Dia menilai langkah Kejagung tersebut sangat tepat.
Menurut Hadjuno, upaya ini merupakan prosedur hukum yang wajar dalam proses penyidikan dugaan kasus pengurangan pajak.
Dia menilai menilai pencekalan adalah tindakan administratif yang lazim dilakukan untuk memastikan proses penyidikan berjalan efektif.
“Saya melihat ini sebagai bagian dari prosedur hukum yang harus dihormati,” ujar Hardjuno di Jakarta, Sabtu (29/11).
Kejagung sebelumnya meminta Direktorat Jenderal Imigrasi mencegah Victor bepergian ke luar negeri dalam rangka pendalaman perkara perpajakan yang disebut terjadi pada periode 2016–2020.
Hingga saat ini, perkara masih berada pada tahap penyidikan, dan Kejagung belum mengumumkan detail dugaan kerugian negara maupun pihak-pihak lain yang terlibat.
Kandidat Doktor Hukum dan Pembangunan Universitas Airlangga (Unair) ini menegaskan bahwa dugaan pengurangan pajak yang melibatkan korporasi besar harus diproses secara serius karena menyangkut penerimaan negara dan keadilan fiskal.
Dia menilai penyidikan semacam ini penting untuk memperkuat integritas sistem perpajakan nasional.
“Tidak boleh ada perbedaan perlakuan antara usaha kecil dan konglomerasi.

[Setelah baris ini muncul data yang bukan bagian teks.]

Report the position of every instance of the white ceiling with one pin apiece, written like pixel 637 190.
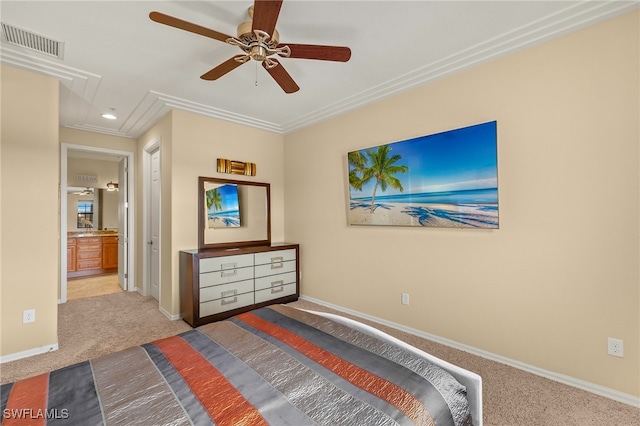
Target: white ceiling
pixel 116 57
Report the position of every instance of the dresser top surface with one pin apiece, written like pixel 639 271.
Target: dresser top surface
pixel 239 250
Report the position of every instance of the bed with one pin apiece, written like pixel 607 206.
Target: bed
pixel 276 365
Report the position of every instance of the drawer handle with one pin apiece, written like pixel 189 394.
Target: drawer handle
pixel 228 293
pixel 279 264
pixel 230 302
pixel 277 286
pixel 229 270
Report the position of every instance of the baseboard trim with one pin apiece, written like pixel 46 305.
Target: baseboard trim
pixel 29 352
pixel 170 316
pixel 567 380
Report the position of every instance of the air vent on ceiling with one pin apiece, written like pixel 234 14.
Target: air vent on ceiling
pixel 33 41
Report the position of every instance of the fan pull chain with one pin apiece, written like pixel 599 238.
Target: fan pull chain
pixel 256 73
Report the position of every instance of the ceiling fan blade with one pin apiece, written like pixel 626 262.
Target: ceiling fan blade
pixel 318 52
pixel 282 77
pixel 187 26
pixel 225 67
pixel 265 15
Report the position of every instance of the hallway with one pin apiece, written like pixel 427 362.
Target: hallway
pixel 93 286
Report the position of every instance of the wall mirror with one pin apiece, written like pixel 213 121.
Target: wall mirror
pixel 233 213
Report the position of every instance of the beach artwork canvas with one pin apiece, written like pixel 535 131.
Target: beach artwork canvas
pixel 444 180
pixel 223 209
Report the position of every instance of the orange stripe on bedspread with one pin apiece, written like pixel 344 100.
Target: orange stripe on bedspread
pixel 408 404
pixel 224 403
pixel 27 403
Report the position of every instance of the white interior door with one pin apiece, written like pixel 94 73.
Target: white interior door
pixel 123 225
pixel 154 231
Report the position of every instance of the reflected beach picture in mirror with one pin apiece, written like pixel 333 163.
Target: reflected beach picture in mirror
pixel 233 213
pixel 223 209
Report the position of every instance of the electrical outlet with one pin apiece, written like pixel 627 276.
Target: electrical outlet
pixel 615 347
pixel 405 299
pixel 28 316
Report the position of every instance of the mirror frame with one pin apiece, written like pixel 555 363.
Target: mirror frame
pixel 202 245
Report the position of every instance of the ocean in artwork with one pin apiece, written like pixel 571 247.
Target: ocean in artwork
pixel 230 218
pixel 476 208
pixel 223 210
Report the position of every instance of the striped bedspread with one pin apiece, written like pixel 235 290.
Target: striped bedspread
pixel 276 365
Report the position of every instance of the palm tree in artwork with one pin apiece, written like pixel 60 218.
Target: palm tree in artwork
pixel 357 165
pixel 214 199
pixel 383 168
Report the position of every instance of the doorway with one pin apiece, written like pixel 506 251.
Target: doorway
pixel 152 213
pixel 125 213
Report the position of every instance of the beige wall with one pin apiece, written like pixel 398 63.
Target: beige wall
pixel 190 146
pixel 30 221
pixel 562 272
pixel 96 140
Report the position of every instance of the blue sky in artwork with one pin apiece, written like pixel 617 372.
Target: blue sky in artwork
pixel 455 160
pixel 229 195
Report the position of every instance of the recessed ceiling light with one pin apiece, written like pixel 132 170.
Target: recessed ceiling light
pixel 110 115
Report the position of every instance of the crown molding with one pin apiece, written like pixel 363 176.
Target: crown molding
pixel 570 19
pixel 79 88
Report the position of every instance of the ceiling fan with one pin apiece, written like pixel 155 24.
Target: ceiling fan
pixel 259 40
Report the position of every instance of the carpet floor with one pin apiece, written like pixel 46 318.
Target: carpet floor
pixel 95 326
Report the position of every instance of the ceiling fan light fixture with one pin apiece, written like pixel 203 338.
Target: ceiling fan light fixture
pixel 258 53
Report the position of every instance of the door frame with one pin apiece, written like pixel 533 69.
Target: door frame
pixel 64 149
pixel 148 150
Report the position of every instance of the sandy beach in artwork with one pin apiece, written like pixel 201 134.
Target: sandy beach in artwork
pixel 429 215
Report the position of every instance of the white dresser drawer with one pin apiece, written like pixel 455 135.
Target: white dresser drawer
pixel 228 303
pixel 225 276
pixel 278 256
pixel 274 268
pixel 275 292
pixel 226 262
pixel 225 291
pixel 275 280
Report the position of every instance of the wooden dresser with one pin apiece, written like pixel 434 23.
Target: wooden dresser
pixel 89 255
pixel 219 283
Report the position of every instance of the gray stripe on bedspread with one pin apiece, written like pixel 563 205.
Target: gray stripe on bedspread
pixel 132 391
pixel 188 400
pixel 72 388
pixel 319 399
pixel 370 359
pixel 452 391
pixel 273 406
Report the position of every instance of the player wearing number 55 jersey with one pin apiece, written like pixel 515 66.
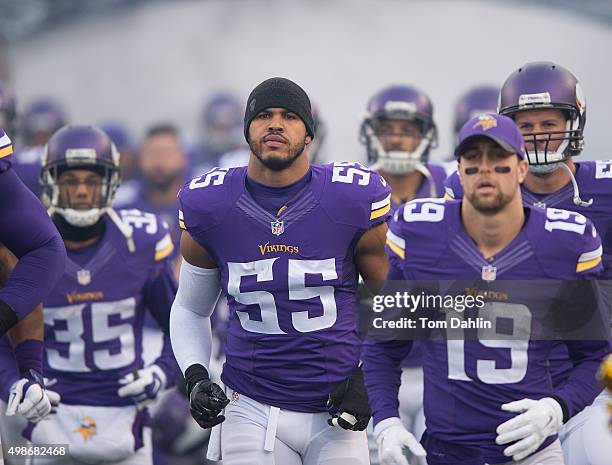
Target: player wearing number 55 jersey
pixel 117 268
pixel 286 242
pixel 487 400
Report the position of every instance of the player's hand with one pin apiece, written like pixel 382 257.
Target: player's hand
pixel 206 399
pixel 29 398
pixel 605 373
pixel 605 376
pixel 392 438
pixel 349 404
pixel 143 385
pixel 538 419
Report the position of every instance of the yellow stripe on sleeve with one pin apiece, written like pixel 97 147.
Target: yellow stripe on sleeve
pixel 588 264
pixel 160 255
pixel 380 212
pixel 6 151
pixel 395 248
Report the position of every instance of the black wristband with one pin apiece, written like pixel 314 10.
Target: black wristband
pixel 564 408
pixel 193 374
pixel 8 317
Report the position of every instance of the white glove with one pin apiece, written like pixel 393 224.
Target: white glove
pixel 538 419
pixel 29 399
pixel 143 385
pixel 392 437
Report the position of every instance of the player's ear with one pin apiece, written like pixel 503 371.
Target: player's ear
pixel 523 169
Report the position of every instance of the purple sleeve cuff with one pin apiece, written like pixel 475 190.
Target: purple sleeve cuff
pixel 29 355
pixel 9 373
pixel 582 386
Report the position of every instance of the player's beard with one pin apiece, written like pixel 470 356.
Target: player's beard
pixel 273 162
pixel 490 206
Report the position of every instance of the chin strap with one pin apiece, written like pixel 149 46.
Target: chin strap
pixel 577 200
pixel 125 229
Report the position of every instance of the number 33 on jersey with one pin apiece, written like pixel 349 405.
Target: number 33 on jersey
pixel 290 278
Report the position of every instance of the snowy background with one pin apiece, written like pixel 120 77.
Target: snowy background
pixel 154 61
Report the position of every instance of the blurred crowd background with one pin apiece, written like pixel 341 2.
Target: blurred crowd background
pixel 168 81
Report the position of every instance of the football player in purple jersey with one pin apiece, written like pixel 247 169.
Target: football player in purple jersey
pixel 548 105
pixel 117 268
pixel 474 101
pixel 28 234
pixel 476 411
pixel 8 111
pixel 164 169
pixel 286 242
pixel 39 121
pixel 399 131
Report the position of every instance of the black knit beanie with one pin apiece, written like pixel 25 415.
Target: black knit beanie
pixel 279 93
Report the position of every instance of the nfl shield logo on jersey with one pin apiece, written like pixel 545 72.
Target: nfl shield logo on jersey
pixel 277 227
pixel 83 277
pixel 489 273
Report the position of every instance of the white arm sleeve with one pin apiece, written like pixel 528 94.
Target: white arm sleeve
pixel 190 331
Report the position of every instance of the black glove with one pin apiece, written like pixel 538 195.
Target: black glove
pixel 348 404
pixel 206 399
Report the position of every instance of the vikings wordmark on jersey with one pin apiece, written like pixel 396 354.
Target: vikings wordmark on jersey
pixel 290 278
pixel 6 150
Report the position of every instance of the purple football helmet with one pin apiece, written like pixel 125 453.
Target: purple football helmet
pixel 8 111
pixel 42 118
pixel 476 101
pixel 79 147
pixel 222 123
pixel 540 86
pixel 405 103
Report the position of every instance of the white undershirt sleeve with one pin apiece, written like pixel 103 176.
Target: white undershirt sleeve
pixel 190 330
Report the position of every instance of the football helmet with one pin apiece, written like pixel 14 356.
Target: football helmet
pixel 79 147
pixel 222 123
pixel 8 111
pixel 540 86
pixel 476 101
pixel 405 103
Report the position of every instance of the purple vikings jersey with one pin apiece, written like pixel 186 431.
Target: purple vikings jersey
pixel 94 316
pixel 6 150
pixel 438 173
pixel 28 163
pixel 167 214
pixel 290 278
pixel 467 381
pixel 594 178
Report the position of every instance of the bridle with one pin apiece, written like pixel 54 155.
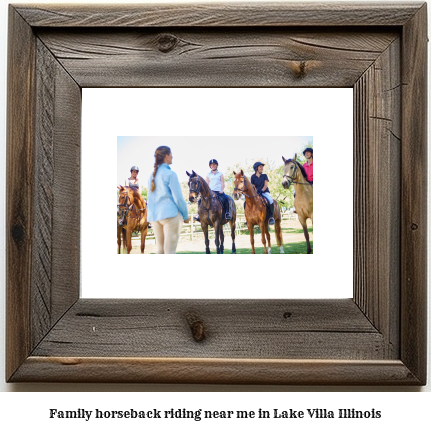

Kepatuhan pajak adalah pondasi kepercayaan publik,” katanya.
Lebih jauh, Hardjuno mengaitkan momentum ini dengan pelajaran besar dari penanganan Bantuan Likuiditas Bank Indonesia (BLBI) serta skema obligasi rekapitalisasi pasca-krisis 1998.
Menurut dia, hubungan negara–korporasi di masa lalu menyisakan beban fiskal jangka panjang akibat minimnya transparansi dan lemahnya pengawasan.
“Pengalaman BLBI menunjukkan bahwa ketika relasi keuangan negara dan korporasi tidak dikelola secara terbuka, risiko moral hazard sangat besar dan dampaknya diwariskan bertahun-tahun,” ujarnya.
Dia menilai bahwa karena terdapat sejarah panjang interaksi negara dan konglomerasi nasional dalam konteks krisis 1998, setiap perkara yang menyangkut kepatuhan pajak korporasi besar dewasa ini perlu ditangani dengan standar transparansi yang tinggi.